Een dienend leven. Ja, wie is tot déze dingen bekwaam? Want we zijn zo gauw geneigd om de gave van God te besteden voor onszelf. We willen er niet aan. Het heersen heeft nog zo de boventoon bij ons. En we staan graag op onze eer. Maar een dienstknecht is niet meerder dan zijn heer. We moeten het leren om te dienen. Elkaar te dienen. Elkaar het beeld van Christus voorhouden. Dat doen we veel te weinig.
Wij hebben van net geloof een privé-zaak gemaakt. We denken dat we klaar zijn als ieder voor zich God maar dient. Maar daardoor verliezen we elkaar uit het oog. Wat zijn we toch een individualisten. We zijn zo bezig met ons eigen hachje. Maar nou ook elkaar dienen, daar moesten we ook eens oog voor krijgen. Het in de gaten gaan krijgen dat in de gemeente van Christus niemand op zichzelf staat. Ieder lid is aan de ander verbonden. Als dat niet zo is dan zijn we een afschuwelijk verminkt lichaam! Net zo intensief als we ons bezig houden met de vraag: Hoe krijg ik een genadig God — even intensief dienen we ons bezig te houden met de vraag: Wie kan ik zijn tot een hand en een voet? We kunnen soms klagen over liefdeloosheid — maar hoeveel liefde geven we zelf? Hoe dienen we elkaar in de liefde? Wat gaat er van ons uit naar anderen?
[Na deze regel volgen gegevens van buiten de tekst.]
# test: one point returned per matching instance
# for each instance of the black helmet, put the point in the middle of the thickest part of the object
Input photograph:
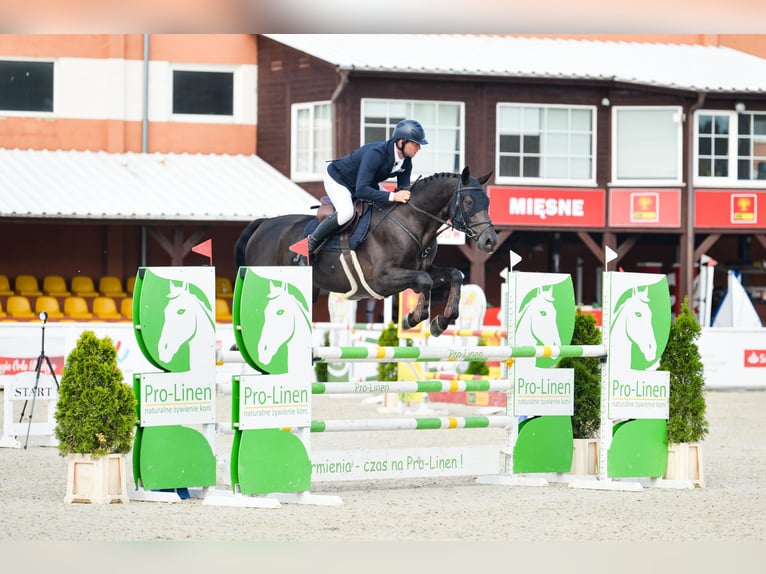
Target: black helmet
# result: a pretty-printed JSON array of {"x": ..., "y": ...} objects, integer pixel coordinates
[{"x": 410, "y": 130}]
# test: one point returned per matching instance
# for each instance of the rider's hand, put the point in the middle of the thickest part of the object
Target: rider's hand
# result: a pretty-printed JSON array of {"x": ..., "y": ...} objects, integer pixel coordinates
[{"x": 402, "y": 196}]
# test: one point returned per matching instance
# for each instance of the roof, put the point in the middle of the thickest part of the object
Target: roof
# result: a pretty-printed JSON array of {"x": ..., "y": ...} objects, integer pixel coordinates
[
  {"x": 144, "y": 187},
  {"x": 676, "y": 66}
]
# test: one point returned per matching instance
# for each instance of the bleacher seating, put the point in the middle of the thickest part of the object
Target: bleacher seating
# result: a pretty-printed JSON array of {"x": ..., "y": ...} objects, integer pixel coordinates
[
  {"x": 111, "y": 286},
  {"x": 27, "y": 285},
  {"x": 19, "y": 307},
  {"x": 50, "y": 305},
  {"x": 126, "y": 308},
  {"x": 83, "y": 286},
  {"x": 5, "y": 286},
  {"x": 222, "y": 311},
  {"x": 76, "y": 308},
  {"x": 106, "y": 309},
  {"x": 223, "y": 288},
  {"x": 55, "y": 286}
]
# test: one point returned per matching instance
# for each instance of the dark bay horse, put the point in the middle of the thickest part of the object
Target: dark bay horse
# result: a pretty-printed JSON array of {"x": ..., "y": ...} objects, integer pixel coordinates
[{"x": 398, "y": 251}]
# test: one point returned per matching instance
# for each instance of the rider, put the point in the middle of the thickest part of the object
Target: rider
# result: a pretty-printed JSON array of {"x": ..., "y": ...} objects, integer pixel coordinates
[{"x": 358, "y": 176}]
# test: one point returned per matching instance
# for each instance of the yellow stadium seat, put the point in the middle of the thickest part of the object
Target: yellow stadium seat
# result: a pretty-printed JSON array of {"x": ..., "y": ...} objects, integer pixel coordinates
[
  {"x": 77, "y": 308},
  {"x": 83, "y": 286},
  {"x": 111, "y": 286},
  {"x": 55, "y": 286},
  {"x": 5, "y": 286},
  {"x": 223, "y": 288},
  {"x": 19, "y": 307},
  {"x": 50, "y": 305},
  {"x": 27, "y": 285},
  {"x": 222, "y": 312},
  {"x": 105, "y": 308},
  {"x": 126, "y": 308}
]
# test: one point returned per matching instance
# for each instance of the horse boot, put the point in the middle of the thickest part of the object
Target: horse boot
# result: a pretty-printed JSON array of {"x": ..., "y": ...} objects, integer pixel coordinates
[{"x": 325, "y": 229}]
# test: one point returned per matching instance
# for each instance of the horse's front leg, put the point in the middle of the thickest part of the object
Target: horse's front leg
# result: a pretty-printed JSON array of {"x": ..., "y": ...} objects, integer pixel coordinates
[
  {"x": 454, "y": 277},
  {"x": 419, "y": 313}
]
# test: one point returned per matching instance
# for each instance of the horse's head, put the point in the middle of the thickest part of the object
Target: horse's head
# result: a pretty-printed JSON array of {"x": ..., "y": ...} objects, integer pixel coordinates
[
  {"x": 541, "y": 316},
  {"x": 470, "y": 211},
  {"x": 282, "y": 314},
  {"x": 180, "y": 321},
  {"x": 638, "y": 323}
]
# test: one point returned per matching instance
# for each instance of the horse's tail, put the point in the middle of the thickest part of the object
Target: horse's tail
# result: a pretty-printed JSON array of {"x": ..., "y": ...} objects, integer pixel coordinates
[{"x": 244, "y": 237}]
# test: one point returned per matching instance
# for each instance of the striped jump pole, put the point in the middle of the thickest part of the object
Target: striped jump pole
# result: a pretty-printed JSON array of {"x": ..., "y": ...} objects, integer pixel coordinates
[
  {"x": 426, "y": 386},
  {"x": 478, "y": 353},
  {"x": 413, "y": 423}
]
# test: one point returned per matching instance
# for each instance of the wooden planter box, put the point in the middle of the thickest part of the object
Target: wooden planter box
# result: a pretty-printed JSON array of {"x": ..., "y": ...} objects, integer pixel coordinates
[
  {"x": 96, "y": 479},
  {"x": 585, "y": 457},
  {"x": 685, "y": 463}
]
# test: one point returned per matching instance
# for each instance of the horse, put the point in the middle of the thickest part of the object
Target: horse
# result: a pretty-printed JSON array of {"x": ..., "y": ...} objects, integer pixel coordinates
[
  {"x": 398, "y": 251},
  {"x": 186, "y": 316},
  {"x": 282, "y": 317},
  {"x": 536, "y": 324},
  {"x": 632, "y": 325}
]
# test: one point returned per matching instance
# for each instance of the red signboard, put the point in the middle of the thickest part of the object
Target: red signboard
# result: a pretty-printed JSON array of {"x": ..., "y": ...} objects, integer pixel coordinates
[
  {"x": 645, "y": 208},
  {"x": 526, "y": 206},
  {"x": 754, "y": 358},
  {"x": 722, "y": 208}
]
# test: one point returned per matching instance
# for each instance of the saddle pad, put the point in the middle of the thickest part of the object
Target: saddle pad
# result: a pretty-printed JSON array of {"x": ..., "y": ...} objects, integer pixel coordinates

Daarom zijn de woorden van Petrus wel een scherp kontrast met de praktijk van het gemeente-zijn in onze tijd. Want Petrus roept ons op om goede uitdelers te zijn van de menigerlei genade Gods. Dat woord „uitdeler" kun je ook vertalen met „rentmeester". Feitelijk staat in het Grieks het woord „econoom". We hebben de genade van God als goede rentmeesters economisch te besteden.
Daarbij bedenken we ons dat een rentmeester iemand is die niets van zichzelf heeft. Hij is geen eigen heer en meester. Integendeel, hij is verantwoording schuldig aan zijn meester. Het kan zijn dat die zomaar op bezoek komt om te zien hoe de zaken er voor staan. Is de rentmeester getrouw geweest, dan zal hij beloond worden. Maar heeft hij een wanbeleid gevoerd en uitsluitend geprofiteerd van de eigendommen van zijn meestere dan zal hij zwaar gestraft worden.
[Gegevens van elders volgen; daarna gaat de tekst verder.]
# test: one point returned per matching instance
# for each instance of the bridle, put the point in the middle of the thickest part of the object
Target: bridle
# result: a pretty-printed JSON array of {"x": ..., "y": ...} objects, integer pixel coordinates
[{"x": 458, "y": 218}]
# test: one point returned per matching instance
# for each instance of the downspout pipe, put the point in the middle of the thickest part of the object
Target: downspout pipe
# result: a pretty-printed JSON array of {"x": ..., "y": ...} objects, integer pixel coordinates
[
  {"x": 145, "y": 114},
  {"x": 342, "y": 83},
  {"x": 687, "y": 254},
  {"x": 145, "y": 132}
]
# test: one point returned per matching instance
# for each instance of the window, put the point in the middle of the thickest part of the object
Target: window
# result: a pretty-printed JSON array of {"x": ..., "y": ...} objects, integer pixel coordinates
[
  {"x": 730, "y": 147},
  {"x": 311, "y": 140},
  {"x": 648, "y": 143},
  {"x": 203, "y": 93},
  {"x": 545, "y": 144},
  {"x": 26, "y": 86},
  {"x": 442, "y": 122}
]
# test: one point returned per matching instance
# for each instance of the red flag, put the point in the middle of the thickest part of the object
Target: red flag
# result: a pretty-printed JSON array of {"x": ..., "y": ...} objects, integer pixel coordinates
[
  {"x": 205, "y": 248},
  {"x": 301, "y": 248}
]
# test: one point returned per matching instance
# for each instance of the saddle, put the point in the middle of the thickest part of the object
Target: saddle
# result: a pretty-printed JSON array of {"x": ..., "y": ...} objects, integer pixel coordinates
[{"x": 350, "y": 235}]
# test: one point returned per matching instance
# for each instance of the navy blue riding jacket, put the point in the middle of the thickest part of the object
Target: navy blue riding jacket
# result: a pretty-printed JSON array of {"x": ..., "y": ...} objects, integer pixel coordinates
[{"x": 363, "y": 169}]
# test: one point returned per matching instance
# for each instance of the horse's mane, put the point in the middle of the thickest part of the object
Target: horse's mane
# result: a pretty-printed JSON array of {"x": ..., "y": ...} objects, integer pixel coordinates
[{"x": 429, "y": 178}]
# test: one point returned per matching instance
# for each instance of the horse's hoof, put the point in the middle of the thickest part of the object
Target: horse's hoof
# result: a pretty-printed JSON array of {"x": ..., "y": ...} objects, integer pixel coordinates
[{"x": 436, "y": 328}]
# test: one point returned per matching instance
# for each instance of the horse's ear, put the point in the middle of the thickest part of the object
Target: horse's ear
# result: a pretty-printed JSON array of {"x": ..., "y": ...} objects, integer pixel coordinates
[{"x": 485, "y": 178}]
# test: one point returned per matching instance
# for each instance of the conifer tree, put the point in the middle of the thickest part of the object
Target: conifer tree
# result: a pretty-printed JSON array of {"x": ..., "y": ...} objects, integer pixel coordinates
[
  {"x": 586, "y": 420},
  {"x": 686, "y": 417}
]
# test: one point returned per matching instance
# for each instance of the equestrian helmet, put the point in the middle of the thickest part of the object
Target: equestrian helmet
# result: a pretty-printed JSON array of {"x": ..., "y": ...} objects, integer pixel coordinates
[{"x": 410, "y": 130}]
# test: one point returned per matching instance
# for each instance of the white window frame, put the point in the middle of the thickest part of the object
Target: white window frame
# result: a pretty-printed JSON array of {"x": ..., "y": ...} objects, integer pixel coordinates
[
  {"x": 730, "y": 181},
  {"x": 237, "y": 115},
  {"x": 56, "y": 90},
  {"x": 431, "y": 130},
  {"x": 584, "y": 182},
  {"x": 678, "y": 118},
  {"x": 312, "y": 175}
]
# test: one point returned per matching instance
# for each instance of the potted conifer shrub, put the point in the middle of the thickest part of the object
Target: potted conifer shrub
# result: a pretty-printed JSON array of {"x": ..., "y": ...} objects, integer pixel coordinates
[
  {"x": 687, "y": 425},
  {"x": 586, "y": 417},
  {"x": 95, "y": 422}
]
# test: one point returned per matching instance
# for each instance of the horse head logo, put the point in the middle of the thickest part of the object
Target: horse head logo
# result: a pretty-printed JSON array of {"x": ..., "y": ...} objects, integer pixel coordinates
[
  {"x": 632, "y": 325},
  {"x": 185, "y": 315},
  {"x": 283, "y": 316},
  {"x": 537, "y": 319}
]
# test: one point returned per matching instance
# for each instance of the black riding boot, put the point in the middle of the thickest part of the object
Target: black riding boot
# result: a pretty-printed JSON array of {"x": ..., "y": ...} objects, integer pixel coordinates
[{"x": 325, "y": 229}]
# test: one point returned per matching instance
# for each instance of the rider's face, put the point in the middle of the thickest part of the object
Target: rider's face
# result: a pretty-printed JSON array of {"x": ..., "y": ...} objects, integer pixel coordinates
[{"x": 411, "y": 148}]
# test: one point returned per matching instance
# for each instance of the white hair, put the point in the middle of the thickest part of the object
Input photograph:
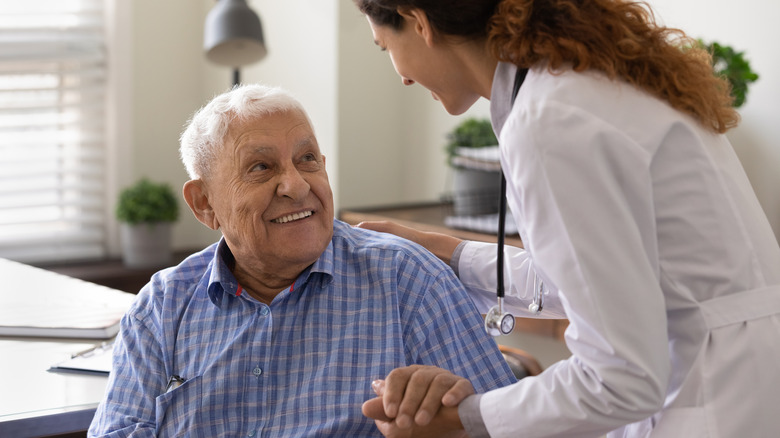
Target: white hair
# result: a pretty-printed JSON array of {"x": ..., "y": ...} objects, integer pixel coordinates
[{"x": 205, "y": 133}]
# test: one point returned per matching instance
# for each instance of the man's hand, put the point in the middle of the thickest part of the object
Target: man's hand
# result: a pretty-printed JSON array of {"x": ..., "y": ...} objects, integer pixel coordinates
[{"x": 418, "y": 401}]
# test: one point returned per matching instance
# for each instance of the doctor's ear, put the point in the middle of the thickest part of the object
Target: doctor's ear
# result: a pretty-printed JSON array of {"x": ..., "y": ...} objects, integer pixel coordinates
[
  {"x": 196, "y": 195},
  {"x": 418, "y": 19}
]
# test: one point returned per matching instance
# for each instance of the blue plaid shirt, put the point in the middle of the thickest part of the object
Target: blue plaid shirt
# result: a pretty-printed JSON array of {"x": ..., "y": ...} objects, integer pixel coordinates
[{"x": 300, "y": 367}]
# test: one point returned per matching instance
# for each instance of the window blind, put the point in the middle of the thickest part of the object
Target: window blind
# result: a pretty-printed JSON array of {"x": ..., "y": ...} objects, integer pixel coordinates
[{"x": 52, "y": 129}]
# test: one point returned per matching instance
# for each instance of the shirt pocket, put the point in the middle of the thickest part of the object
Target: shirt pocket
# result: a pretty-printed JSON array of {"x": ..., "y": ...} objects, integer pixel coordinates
[{"x": 177, "y": 411}]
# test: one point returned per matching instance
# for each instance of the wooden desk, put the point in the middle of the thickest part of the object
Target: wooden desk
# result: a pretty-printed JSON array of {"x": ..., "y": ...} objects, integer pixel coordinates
[
  {"x": 35, "y": 402},
  {"x": 430, "y": 217}
]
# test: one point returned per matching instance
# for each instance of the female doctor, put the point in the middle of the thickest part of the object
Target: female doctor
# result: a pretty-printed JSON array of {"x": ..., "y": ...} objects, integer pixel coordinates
[{"x": 638, "y": 222}]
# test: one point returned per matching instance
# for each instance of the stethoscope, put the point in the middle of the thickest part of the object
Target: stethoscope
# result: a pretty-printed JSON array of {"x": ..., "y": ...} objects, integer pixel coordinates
[{"x": 498, "y": 322}]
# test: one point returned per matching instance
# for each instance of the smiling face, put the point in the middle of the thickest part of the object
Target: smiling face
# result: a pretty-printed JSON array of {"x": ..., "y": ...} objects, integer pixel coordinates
[
  {"x": 434, "y": 62},
  {"x": 270, "y": 195}
]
Dient elkander dan, als goede rentmeesters! Want alles wat we hebben, is niet van onszelf. We hebben het gekregen om er economisch mee om te gaan. Zó dat Gods gaven het meeste rendement opleveren! En hoe wordt de grootste opbrengst verkregen? Als we elkaar er mee dienen! Op onze vergaderingen. Op de verenigingen. In het jeugdwerk en in alle takken van diakonaal werk: bejaardenzorg, ziekenzorg, zorg voor gehandicapten en eenzamen. Kortom: Iaat ieder op zijn eigen plaats dienstbaar zijn. Om daar maar eenvoudigweg te doen wat we moeten doen. Als vader en moeder zijn we rentmeester in ons gezin. Als werknemers zijn we rentmeester in ons werk. Als gemeenteleden zijn we rentmeester in de gemeente. En als ambtsdragers zijn we rentmeester in de kerk.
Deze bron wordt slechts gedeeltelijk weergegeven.